MacShara v. Garfield

Annotate this Case

20 Utah 2d 152 (1967)

434 P.2d 756


No. 10579.

Supreme Court of Utah.

December 1, 1967.

Patterson, Foley, Phillips & Gridley, Ogden, for appellant.

David K. Watkiss, Salt Lake City, George B. Handy, Ogden, for respondent.

ELTON, District Judge.

This is a suit for injuries suffered by Gary Macshara, 17-year-old son of the plaintiff, arising out of an automobile collision at the intersection of Tyler Avenue and Sheridan Drive in Ogden, Utah, on the late afternoon of August 23, 1964. From an adverse verdict plaintiff appeals.

Defendant Rulon Garfield was traveling west on Sheridan Road approaching its intersection with Tyler Avenue, while Gary Macshara was driving south on Tyler Avenue. There are no traffic signs or signals at that intersection. The parties are in dispute as to who entered it first. The point of impact was placed about 18 feet south and about the same distance east of the north and west curb lines and thus in the northwest quadrant of the intersection.

Plaintiff argues that inasmuch as he was the driver approaching from the right, and thus should have been accorded the right of way, the jury was wrong in rejecting his complaint and that this resulted from errors committed by the trial court in these particulars: (1) in refusing to allow a traffic officer to in effect reconstruct the accident from his interpretation of the physical evidence; (2) in admitting certain testimony as to the plaintiff's speed preceding the impact; and (3) in refusing to give some of the plaintiff's requested instructions.

In directing our attention to the rulings on evidence we note first that the trial judge, as the authority in control of the proceeding, has some latitude of discretion in passing upon which evidence has sufficient credibility and probative value to be helpful in establishing the facts.[1] We think the trial court was correct in not allowing the officer to in effect reconstruct the accident and the speed and direction of the vehicles on the basis of such physical evidence as: gouge marks on the lawn and on the curbing, the damage to the automobiles, and the course he assumed they took after the impact. The disallowance of the evidence was in conformity with the rule that such an opinion is not admissible if a layman of ordinary intelligence can just as well interpret the evidence as the experts.[2] In this connection it should be observed that all of the complete evidence, including photographs taken of the vehicles, were before the jury. And further, that the trial court did allow the officer to give his observations as to the damage to the vehicles and its causation, and to give his estimate of their speed based upon the skid marks.[3]

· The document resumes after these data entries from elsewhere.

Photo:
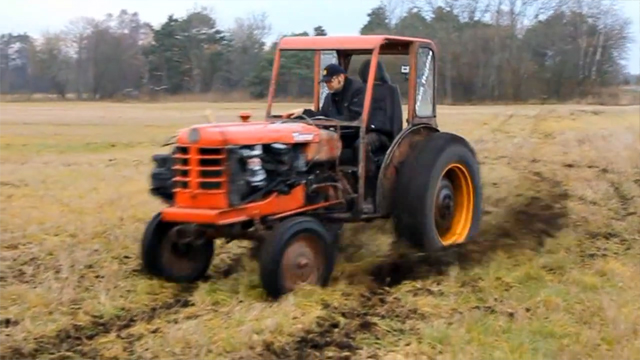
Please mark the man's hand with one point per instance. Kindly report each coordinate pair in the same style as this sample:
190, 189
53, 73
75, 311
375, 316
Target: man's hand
293, 113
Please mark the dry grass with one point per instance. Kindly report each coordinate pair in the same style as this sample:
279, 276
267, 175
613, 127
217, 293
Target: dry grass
554, 274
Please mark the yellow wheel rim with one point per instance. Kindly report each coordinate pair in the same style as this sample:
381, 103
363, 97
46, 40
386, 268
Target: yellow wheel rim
453, 210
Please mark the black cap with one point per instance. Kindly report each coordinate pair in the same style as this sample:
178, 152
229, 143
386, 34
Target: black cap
330, 71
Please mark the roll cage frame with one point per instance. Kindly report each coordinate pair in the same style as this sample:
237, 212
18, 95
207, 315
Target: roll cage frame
376, 46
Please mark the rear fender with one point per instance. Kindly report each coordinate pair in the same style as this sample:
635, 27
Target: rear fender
402, 145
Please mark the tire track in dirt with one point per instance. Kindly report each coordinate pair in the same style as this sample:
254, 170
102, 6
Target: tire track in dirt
333, 335
526, 225
77, 340
72, 341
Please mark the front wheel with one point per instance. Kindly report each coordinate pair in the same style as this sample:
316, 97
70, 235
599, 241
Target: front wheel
300, 251
176, 252
438, 195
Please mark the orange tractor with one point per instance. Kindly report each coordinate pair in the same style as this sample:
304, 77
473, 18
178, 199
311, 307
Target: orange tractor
291, 183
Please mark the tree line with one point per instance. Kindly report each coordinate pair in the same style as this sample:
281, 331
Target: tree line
489, 50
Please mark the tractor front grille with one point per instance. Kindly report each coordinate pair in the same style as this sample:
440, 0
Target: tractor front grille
199, 168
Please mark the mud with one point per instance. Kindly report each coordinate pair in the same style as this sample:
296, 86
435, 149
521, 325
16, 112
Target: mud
333, 336
526, 225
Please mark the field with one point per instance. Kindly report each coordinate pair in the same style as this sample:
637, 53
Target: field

Neither do we see any error which would transgress the reasonable latitude of discretion invested in the trial court in his allowance of testimony of witnesses who observed the plaintiff's speed at 35 to 45 miles per hour short distances, just seconds in time, before he got to the intersection. Plaintiff argues that this testimony was too remote as related to his speed on entering the intersection. This question, as to whether the observations so made were sufficiently close in time to have probative value as to his speed as he entered the intersection, and upon the basic issue as to his negligence, is a matter upon which the trial judge is necessarily required to make the initial determination; and the final determination as to its credibility and its effect upon determining the ultimate facts is for the jury.

The plaintiff argues that, because his evidence shows that he could not remember what happened, he was entitled to an instruction based on what is termed retrograde amnesia, that he is entitled to the presumption of due care.[4] For practical purposes this was the effect of instructions that were given, which clearly indicated that the burden of proving that the plaintiff was negligent was on the defendant. Under the facts here shown we do not find any prejudicial error in the failure to give this particular requested instruction.

The plaintiff also finds fault with the giving and omitting of other instructions as not being in conformity with his theory of the case, particularly with respect to immediate hazard and the yielding of right of way. Without going into detail, it is sufficient to say that it is not obligatory for the court to give instructions verbatim as requested by a party, it is sufficient that they cover the issues and the applicable principles of law in such a way that the jury will understand them. If the instructions are considered altogether as they should be they accomplish that purpose.

The plaintiff's final charge of error is that the trial court improperly permitted a witness to testify at the trial, whose name had not been disclosed at the pretrial. We are not persuaded that this was error, on the contrary, in all likelihood it would have been an abuse of discretion to refuse to allow such testimony.

Affirmed. Costs to defendant (respondent).



[1] Webb v. Olin Mathieson Chemical Corp., 9 Utah 2d 275, 342 P.2d 1094, 80 A.L.R. 2d 476.

[2] Day v. Lorenzo Smith & Son, Inc., 17 Utah 2d 221, 408 P.2d 186.

[3] Alvarado v. Tucker, 2 Utah 2d 16, 268 P.2d 986.

[4] See Ewan v. Butters, 16 Utah 2d 272, 399 P.2d 210.